Un militant autochtone
Traduction : Arsenal
  • 1 Taiaiake Alfred, Wasáse: indigenous pathways of action and freedom, Peterborough, Broadview Press, 2005.
  • 2 Wasase: A Strategy of Contention, or a Study in Confusion. En ligne: wiinimkiikaa.wordpress.com/wasase-a-strategy-of-contention-or-a-study-in-confusion.
  • 3 Nelson Mandela, «The Sacred Warrior», Time, le 3 janvier 2000 (notre traduction). En ligne: www.time.com/time/time100/lioc/magazine/the_sacred_warrior13a.html.
  • 4 Ali Abunimah, « The Myth of Gandhi and the Palestinian Reality », Electronic Intifada, le 9septembre 2004 (notre traduction). En ligne: www.countercurrents.org/lia-abunimah090904.htm.
  • 5 Cet ouvrage a été réédité en 1995 par la Research Unit for Political Economy à Mumbai. Les extraits pertinents sont disponibles en ligne sur http://archives.econ.utah.edu/archives/lien-l/1997m11.a/msg00039.htm.
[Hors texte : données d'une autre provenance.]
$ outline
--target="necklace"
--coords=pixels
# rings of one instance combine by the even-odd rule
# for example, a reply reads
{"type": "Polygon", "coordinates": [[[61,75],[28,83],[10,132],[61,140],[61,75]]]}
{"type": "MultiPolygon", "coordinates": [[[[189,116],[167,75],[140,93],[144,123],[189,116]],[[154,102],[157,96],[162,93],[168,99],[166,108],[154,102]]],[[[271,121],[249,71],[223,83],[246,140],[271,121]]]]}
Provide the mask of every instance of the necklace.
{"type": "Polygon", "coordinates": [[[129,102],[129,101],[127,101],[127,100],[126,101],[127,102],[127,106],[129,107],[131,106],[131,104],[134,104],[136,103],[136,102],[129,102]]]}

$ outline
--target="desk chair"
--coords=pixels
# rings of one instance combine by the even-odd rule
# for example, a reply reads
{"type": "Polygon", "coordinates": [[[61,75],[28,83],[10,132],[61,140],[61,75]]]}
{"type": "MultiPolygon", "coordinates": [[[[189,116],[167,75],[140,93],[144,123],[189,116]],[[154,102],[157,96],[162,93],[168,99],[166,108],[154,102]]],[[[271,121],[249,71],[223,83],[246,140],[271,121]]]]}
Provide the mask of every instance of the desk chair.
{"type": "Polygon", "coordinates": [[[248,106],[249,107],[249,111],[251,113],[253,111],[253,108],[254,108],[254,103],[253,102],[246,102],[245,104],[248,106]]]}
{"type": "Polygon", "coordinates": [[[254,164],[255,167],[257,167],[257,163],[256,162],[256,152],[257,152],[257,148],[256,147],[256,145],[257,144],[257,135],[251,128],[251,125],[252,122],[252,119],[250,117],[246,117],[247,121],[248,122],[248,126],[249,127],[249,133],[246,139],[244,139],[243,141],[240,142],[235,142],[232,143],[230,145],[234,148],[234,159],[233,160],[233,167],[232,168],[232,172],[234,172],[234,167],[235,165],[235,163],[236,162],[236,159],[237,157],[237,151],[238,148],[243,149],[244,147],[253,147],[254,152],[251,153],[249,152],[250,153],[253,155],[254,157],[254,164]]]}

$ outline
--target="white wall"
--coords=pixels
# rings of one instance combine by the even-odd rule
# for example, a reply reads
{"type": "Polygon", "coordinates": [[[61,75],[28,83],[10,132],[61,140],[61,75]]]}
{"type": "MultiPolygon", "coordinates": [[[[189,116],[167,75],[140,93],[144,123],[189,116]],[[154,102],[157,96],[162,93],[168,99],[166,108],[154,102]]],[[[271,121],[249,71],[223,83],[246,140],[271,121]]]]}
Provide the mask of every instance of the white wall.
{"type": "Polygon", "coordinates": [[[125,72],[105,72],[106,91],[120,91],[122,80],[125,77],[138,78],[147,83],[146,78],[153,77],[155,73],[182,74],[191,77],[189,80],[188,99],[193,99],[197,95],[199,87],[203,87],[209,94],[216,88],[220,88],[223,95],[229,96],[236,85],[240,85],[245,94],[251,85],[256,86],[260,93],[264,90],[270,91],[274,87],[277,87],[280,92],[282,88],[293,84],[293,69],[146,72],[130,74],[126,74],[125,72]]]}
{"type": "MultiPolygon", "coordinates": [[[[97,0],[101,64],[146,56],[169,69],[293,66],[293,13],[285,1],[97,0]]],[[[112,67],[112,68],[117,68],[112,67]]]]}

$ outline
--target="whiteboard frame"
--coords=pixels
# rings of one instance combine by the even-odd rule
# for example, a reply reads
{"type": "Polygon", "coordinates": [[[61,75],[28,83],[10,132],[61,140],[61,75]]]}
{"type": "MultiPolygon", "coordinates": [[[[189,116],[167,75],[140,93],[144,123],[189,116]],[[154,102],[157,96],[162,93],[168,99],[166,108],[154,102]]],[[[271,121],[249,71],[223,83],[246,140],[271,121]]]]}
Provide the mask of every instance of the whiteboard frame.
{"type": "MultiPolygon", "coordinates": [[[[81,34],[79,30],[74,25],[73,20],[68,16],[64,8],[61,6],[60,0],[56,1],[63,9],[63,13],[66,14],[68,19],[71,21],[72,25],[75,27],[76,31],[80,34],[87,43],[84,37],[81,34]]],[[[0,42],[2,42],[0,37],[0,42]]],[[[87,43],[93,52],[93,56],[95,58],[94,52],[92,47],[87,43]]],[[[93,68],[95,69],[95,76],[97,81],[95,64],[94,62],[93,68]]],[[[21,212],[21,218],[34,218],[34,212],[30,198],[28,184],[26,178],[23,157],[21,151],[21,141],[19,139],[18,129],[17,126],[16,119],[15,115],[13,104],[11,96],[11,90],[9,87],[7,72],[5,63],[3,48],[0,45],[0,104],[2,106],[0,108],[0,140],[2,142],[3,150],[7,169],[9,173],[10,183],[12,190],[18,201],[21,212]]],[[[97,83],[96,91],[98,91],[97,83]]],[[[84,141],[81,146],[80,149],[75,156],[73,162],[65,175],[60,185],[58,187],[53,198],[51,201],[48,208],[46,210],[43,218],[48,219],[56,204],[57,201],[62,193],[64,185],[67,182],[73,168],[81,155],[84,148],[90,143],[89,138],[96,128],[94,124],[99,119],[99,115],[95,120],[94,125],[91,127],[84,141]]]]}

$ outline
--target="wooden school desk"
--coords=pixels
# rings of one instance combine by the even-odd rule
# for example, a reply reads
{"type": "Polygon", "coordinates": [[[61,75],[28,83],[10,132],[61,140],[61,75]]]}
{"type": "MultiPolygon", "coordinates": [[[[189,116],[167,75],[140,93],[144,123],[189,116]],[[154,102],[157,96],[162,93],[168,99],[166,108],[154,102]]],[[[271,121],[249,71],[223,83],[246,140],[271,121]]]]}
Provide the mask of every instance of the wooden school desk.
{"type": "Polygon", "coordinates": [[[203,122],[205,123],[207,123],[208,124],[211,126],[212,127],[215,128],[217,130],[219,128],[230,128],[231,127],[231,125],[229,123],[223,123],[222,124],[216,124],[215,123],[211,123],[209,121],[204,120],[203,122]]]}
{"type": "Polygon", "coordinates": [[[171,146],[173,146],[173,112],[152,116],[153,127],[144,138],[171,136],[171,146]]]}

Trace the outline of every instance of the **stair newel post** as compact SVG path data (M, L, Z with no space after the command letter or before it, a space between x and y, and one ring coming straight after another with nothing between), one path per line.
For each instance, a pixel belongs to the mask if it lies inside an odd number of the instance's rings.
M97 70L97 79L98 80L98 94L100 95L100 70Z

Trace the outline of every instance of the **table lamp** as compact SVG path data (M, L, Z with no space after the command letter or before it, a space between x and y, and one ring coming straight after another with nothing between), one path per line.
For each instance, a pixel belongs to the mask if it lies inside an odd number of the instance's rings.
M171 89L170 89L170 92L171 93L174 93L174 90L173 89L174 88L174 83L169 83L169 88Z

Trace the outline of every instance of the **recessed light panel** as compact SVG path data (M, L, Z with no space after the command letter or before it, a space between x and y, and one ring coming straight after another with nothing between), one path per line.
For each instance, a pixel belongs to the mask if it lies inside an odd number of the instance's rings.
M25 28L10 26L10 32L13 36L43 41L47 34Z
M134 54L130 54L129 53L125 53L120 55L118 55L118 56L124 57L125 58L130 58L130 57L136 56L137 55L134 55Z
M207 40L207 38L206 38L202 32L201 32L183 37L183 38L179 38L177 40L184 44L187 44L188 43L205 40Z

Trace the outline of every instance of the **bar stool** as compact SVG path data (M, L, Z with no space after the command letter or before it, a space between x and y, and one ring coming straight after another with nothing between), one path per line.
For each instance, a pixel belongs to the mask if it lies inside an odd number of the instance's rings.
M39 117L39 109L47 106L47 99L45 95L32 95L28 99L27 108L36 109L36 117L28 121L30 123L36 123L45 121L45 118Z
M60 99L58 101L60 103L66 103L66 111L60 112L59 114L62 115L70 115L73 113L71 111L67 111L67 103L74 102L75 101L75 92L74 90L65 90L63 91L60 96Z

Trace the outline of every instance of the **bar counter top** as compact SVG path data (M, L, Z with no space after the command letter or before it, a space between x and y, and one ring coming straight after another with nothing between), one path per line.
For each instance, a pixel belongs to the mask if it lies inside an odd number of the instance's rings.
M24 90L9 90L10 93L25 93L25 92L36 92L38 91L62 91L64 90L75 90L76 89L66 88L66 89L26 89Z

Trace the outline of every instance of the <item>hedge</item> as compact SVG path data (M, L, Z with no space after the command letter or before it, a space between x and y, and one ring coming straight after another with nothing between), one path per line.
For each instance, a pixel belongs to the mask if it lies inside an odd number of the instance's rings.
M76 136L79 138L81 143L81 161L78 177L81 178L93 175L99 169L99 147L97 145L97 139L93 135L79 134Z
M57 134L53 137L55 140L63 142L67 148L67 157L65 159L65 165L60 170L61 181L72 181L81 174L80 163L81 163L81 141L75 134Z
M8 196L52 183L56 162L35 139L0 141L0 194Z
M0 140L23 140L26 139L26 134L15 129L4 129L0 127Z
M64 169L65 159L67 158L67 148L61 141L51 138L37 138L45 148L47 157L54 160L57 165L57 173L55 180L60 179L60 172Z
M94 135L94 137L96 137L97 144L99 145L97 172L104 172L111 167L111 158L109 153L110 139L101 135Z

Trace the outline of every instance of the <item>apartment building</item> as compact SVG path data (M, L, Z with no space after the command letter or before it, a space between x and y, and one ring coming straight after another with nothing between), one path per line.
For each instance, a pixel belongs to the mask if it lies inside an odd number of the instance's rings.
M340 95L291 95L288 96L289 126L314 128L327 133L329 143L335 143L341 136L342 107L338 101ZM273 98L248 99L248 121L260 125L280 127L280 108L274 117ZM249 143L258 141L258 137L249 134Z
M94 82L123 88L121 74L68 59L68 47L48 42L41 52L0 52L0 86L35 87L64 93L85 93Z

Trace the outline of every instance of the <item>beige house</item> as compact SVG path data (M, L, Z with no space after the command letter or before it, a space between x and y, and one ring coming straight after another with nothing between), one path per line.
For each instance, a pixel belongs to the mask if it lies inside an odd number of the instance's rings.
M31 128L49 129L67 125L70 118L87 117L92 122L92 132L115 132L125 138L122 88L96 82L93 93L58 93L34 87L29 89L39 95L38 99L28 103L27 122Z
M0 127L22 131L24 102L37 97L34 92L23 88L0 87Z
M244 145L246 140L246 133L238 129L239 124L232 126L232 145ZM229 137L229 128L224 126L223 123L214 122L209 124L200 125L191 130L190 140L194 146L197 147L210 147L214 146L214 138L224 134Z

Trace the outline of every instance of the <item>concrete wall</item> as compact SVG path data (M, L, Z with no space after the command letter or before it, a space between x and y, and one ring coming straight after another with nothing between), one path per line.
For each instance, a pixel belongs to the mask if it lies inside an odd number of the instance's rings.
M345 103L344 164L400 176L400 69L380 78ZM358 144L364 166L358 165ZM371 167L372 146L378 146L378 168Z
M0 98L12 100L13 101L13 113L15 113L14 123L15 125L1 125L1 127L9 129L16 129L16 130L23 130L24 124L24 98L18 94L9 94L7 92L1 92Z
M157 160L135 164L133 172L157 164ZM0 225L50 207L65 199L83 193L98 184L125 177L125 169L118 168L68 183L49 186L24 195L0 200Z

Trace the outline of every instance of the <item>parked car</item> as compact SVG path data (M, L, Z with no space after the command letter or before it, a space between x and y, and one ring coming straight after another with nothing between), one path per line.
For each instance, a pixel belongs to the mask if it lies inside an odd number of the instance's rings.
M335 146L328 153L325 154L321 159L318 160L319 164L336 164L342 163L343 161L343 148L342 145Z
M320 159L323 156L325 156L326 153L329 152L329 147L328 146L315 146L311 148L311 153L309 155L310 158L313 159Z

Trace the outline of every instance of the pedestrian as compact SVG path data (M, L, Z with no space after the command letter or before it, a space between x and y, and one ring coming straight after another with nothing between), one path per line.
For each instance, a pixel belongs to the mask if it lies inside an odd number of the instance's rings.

  • 6 (NdT) À noter que tout au long de son texte, l’auteur utilise le mot «insurrection» au sens général de soulèvement ou de révolution, et non en référence à une stratégie militaire particulière.
  • 7 Régis Debray, Révolution dans la révolution? et autres essais, Paris, Maspero, 1969.
  • 8 Mao Zedong, On Guerrilla Warfare, 1937. En ligne: www.marxists.org/reference/archive/mao/works/1937/guerrilla-warfare (notre traduction).
  • 9 Cité dans Robert B. Asprey, War in the Shadows, the Guerrilla in History: 2,000 Years of the Guerrilla at War, New York, William Morrow & Co., 1994, p. 261 (notre traduction).
  • 10 Mao Zedong, op. cit. (note 8).
  • 11 Che Guevara, Guerrilla Warfare, 1961. En ligne: social.chass.ncsu.edu/slatta/hi216/documents/che.htm (notre traduction).